CERN Accelerating science

Find command and extracting other keys

Hello,

We’re looking at migrating several hundred TB between two clusters, and there’s a fair bit of metadata and extended attributes we’d like to preserve.

The find command via HTTP is incredibly fast, allowing us to pull records on about 150k files per second. I can extract the mtime and ctime easily enough, but we’d like to be able to pull some xattr objects too.

I’m using the command:

curl -H ‘Remote-User:user’ -sL ‘http://mgmhost:8000/proc/user/?mgm.cmd=find&mgm.option=dfMC&mgm.path=/eos/path/path/path/

We have minio_contenttype, and minio_etag as xattrs on all objects, and I’d love if find could return these as part of the find. Is this possible? I can’t seem to work out from the source if it will.

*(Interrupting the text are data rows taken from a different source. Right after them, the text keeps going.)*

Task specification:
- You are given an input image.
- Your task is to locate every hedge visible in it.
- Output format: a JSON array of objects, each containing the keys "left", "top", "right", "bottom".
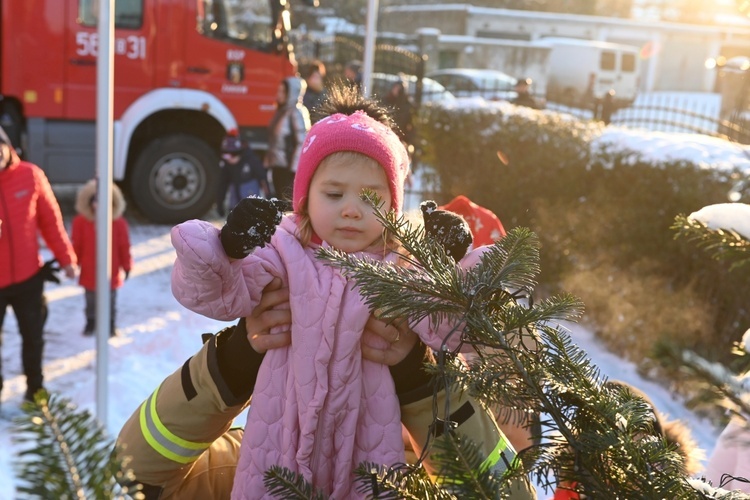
[{"left": 417, "top": 104, "right": 750, "bottom": 368}]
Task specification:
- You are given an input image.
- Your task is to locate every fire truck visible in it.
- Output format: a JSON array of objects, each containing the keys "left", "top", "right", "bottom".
[{"left": 0, "top": 0, "right": 296, "bottom": 224}]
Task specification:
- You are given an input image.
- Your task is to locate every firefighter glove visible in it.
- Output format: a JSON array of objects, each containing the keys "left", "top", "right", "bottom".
[
  {"left": 40, "top": 259, "right": 60, "bottom": 285},
  {"left": 419, "top": 200, "right": 474, "bottom": 262},
  {"left": 221, "top": 196, "right": 292, "bottom": 259}
]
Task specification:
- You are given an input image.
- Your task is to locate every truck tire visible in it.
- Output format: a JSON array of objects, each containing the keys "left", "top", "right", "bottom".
[{"left": 130, "top": 134, "right": 219, "bottom": 224}]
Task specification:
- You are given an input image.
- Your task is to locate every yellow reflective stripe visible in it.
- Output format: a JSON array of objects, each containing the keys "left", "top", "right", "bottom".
[
  {"left": 139, "top": 388, "right": 211, "bottom": 464},
  {"left": 479, "top": 434, "right": 516, "bottom": 472}
]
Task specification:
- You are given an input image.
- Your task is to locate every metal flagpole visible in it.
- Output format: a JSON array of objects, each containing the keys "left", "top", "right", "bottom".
[
  {"left": 362, "top": 0, "right": 378, "bottom": 97},
  {"left": 96, "top": 0, "right": 115, "bottom": 427}
]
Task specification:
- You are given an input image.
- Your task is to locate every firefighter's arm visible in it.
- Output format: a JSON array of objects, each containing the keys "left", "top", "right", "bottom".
[
  {"left": 391, "top": 343, "right": 536, "bottom": 500},
  {"left": 117, "top": 320, "right": 263, "bottom": 499}
]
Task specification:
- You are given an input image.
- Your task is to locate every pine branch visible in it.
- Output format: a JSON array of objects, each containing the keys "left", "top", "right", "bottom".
[
  {"left": 14, "top": 391, "right": 143, "bottom": 499},
  {"left": 319, "top": 197, "right": 712, "bottom": 499},
  {"left": 434, "top": 432, "right": 507, "bottom": 500},
  {"left": 671, "top": 215, "right": 750, "bottom": 271},
  {"left": 354, "top": 462, "right": 456, "bottom": 500},
  {"left": 263, "top": 466, "right": 328, "bottom": 500}
]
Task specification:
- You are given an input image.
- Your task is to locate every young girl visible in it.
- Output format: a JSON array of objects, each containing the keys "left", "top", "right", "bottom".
[
  {"left": 71, "top": 179, "right": 133, "bottom": 337},
  {"left": 172, "top": 89, "right": 482, "bottom": 499}
]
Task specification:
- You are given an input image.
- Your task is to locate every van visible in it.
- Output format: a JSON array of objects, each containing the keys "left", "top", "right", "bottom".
[{"left": 534, "top": 37, "right": 640, "bottom": 107}]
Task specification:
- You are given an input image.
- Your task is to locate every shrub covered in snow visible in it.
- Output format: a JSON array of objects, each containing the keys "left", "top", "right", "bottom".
[{"left": 418, "top": 102, "right": 750, "bottom": 370}]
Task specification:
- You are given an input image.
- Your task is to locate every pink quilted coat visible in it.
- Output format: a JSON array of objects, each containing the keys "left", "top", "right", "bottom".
[{"left": 172, "top": 217, "right": 472, "bottom": 500}]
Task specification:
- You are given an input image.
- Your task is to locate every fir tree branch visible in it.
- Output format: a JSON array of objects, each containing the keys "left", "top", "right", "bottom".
[
  {"left": 671, "top": 215, "right": 750, "bottom": 271},
  {"left": 263, "top": 466, "right": 328, "bottom": 500},
  {"left": 14, "top": 391, "right": 143, "bottom": 499}
]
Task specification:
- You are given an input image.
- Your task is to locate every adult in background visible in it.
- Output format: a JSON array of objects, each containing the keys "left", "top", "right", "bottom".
[
  {"left": 216, "top": 129, "right": 270, "bottom": 217},
  {"left": 0, "top": 128, "right": 77, "bottom": 400},
  {"left": 263, "top": 76, "right": 310, "bottom": 201},
  {"left": 513, "top": 78, "right": 539, "bottom": 109},
  {"left": 344, "top": 59, "right": 362, "bottom": 92},
  {"left": 302, "top": 60, "right": 326, "bottom": 119},
  {"left": 70, "top": 179, "right": 133, "bottom": 337}
]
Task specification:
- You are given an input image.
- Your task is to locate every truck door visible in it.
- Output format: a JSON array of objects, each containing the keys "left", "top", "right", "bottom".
[
  {"left": 64, "top": 0, "right": 154, "bottom": 120},
  {"left": 184, "top": 0, "right": 293, "bottom": 134},
  {"left": 597, "top": 49, "right": 618, "bottom": 96}
]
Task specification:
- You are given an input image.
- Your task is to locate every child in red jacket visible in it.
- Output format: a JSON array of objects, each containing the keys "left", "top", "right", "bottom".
[{"left": 72, "top": 179, "right": 133, "bottom": 336}]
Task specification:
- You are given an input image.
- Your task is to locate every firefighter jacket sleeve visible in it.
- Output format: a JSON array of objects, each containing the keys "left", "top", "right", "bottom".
[
  {"left": 391, "top": 343, "right": 537, "bottom": 500},
  {"left": 116, "top": 320, "right": 263, "bottom": 499}
]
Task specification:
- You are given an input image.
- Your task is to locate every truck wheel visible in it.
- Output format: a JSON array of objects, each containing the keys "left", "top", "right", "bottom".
[{"left": 130, "top": 134, "right": 219, "bottom": 224}]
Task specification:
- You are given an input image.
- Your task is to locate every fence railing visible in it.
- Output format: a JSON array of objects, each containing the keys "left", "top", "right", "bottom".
[{"left": 547, "top": 92, "right": 750, "bottom": 144}]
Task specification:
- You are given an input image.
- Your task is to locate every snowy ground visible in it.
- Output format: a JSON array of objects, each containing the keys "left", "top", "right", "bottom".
[{"left": 0, "top": 94, "right": 750, "bottom": 500}]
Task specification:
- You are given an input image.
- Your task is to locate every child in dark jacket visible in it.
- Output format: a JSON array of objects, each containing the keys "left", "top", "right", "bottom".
[{"left": 71, "top": 179, "right": 133, "bottom": 336}]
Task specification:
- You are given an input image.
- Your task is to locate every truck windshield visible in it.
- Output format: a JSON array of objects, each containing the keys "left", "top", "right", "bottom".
[{"left": 199, "top": 0, "right": 278, "bottom": 50}]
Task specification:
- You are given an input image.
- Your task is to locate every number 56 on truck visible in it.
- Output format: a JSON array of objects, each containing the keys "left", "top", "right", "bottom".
[{"left": 0, "top": 0, "right": 296, "bottom": 223}]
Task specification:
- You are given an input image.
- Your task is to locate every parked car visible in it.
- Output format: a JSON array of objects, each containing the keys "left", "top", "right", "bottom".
[
  {"left": 372, "top": 73, "right": 456, "bottom": 104},
  {"left": 426, "top": 68, "right": 518, "bottom": 101}
]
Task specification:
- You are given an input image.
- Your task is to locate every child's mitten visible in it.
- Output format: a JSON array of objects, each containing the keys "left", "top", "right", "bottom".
[
  {"left": 419, "top": 200, "right": 474, "bottom": 262},
  {"left": 221, "top": 196, "right": 291, "bottom": 259}
]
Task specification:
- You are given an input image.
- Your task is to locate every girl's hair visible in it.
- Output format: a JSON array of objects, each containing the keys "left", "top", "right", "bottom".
[
  {"left": 313, "top": 85, "right": 396, "bottom": 132},
  {"left": 297, "top": 151, "right": 399, "bottom": 252}
]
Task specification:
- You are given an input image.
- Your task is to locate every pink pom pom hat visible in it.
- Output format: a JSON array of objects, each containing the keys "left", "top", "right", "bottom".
[{"left": 292, "top": 111, "right": 409, "bottom": 213}]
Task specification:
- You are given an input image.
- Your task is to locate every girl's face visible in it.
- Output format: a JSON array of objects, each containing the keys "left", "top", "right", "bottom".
[{"left": 307, "top": 155, "right": 392, "bottom": 253}]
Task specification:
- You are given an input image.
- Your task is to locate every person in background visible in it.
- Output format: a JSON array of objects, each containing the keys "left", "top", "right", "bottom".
[
  {"left": 601, "top": 89, "right": 617, "bottom": 125},
  {"left": 71, "top": 179, "right": 133, "bottom": 337},
  {"left": 554, "top": 380, "right": 703, "bottom": 500},
  {"left": 263, "top": 76, "right": 310, "bottom": 200},
  {"left": 302, "top": 60, "right": 326, "bottom": 119},
  {"left": 0, "top": 128, "right": 77, "bottom": 401},
  {"left": 441, "top": 194, "right": 505, "bottom": 248},
  {"left": 344, "top": 59, "right": 362, "bottom": 93},
  {"left": 216, "top": 129, "right": 270, "bottom": 217},
  {"left": 513, "top": 78, "right": 539, "bottom": 109}
]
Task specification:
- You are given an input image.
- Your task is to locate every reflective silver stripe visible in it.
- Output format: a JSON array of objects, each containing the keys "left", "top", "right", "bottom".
[{"left": 140, "top": 388, "right": 211, "bottom": 464}]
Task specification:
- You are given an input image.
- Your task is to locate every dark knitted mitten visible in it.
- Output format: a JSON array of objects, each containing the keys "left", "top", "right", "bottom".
[
  {"left": 39, "top": 259, "right": 60, "bottom": 285},
  {"left": 221, "top": 196, "right": 291, "bottom": 259},
  {"left": 419, "top": 200, "right": 474, "bottom": 262}
]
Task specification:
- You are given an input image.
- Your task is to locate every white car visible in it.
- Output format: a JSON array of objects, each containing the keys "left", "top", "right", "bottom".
[
  {"left": 372, "top": 73, "right": 456, "bottom": 104},
  {"left": 425, "top": 68, "right": 518, "bottom": 101}
]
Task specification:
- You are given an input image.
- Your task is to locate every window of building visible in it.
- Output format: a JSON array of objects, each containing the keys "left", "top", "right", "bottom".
[
  {"left": 599, "top": 50, "right": 615, "bottom": 71},
  {"left": 621, "top": 54, "right": 635, "bottom": 73}
]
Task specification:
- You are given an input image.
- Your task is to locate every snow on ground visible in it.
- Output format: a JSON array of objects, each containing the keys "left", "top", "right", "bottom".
[{"left": 0, "top": 94, "right": 750, "bottom": 500}]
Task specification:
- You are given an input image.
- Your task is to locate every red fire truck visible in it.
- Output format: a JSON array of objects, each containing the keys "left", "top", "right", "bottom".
[{"left": 0, "top": 0, "right": 296, "bottom": 223}]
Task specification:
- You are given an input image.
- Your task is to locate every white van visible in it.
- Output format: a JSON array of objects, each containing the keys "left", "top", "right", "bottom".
[{"left": 533, "top": 37, "right": 640, "bottom": 106}]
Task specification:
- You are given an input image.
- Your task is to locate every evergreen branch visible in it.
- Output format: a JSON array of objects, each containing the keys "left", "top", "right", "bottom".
[
  {"left": 263, "top": 465, "right": 328, "bottom": 500},
  {"left": 434, "top": 431, "right": 507, "bottom": 500},
  {"left": 13, "top": 391, "right": 143, "bottom": 499},
  {"left": 671, "top": 215, "right": 750, "bottom": 271},
  {"left": 354, "top": 462, "right": 455, "bottom": 500}
]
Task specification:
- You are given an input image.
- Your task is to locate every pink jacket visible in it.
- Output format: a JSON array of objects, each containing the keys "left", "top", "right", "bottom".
[
  {"left": 706, "top": 418, "right": 750, "bottom": 493},
  {"left": 172, "top": 217, "right": 476, "bottom": 499}
]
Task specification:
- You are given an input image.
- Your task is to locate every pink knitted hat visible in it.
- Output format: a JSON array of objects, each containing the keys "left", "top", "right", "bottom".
[{"left": 292, "top": 111, "right": 409, "bottom": 213}]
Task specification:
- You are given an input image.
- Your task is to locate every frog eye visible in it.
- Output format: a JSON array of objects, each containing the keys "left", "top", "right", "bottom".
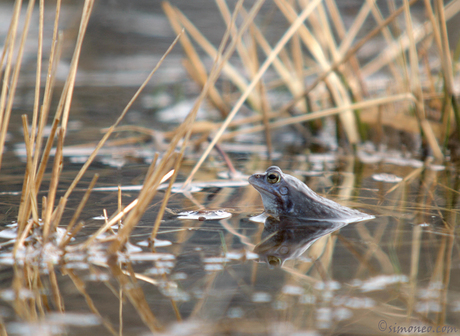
[
  {"left": 267, "top": 256, "right": 281, "bottom": 268},
  {"left": 267, "top": 173, "right": 280, "bottom": 184}
]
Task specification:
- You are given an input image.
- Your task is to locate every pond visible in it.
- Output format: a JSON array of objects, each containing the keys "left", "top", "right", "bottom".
[{"left": 0, "top": 1, "right": 460, "bottom": 336}]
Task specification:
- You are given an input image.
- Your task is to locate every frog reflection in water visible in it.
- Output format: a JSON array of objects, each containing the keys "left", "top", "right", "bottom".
[{"left": 249, "top": 166, "right": 374, "bottom": 267}]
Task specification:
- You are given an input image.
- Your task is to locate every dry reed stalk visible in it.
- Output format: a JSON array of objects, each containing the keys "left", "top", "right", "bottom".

David, you can use fileinfo to get the extra attributes of files in a directory.

The issue here is fileinfo only tells you about the children, so you will need to call this per directory/sub-directory

Michael,

Thanks, we’re aware of this! fileinfo is the method we currently use to get xattrs from files/dirs. The limitations you mentioned are the reasons why we’re using find instead of fileinfo to pull the records.

David is asking if it’s possible to use the find command to extract xattrs in addition to mtime/ctime etc. There doesn’t seem to be a flag that allows this, but if it’s at all possible, this feature would be extremely useful! :slight_smile:

David you want to run this, which does what you want … just need some parsing …

curl -H ‘Remote-User:user’ -sL ‘http://mgmhost:8000/proc/user/?mgm.cmd=find&mgm.option=I&mgm.path=/eos/path/path/path/’

Thanks @apeters, that solves part of the problem for me.

I didn’t realise I (capital eye - I) was an option, I’ll explore that and do a pull request for an update of the CLI help if I’m not beaten to it.

I see the xattrn fields for sys.attr.link, and sys.mtime.propagation which are set on directories, but I’d like to be able to see xattrs on files if possible.

As an example, I have:
EOS Console [root://localhost] |/> attr ls /eos/path…/nfcapd.201811262355
minio_contenttype=“application/octet-stream”
minio_etag=“1c3a64a5d1e6bed6b410a792141bb4f7”

Is it possible to expose these two attrs on a file via find? I tried the -p and -x options without success.

I just push the little fix to print them for files as well.

To use an Australian informal colloquialism, @apeters, you little ripper!

I can confirm that having upgraded a slave mgm to the d5ccba1 commit, the ‘I’ option on a HTTP fetch is exposing all the attribute metdata. Thank you, you’ve saved me a further few tens of millions of HTTP queries!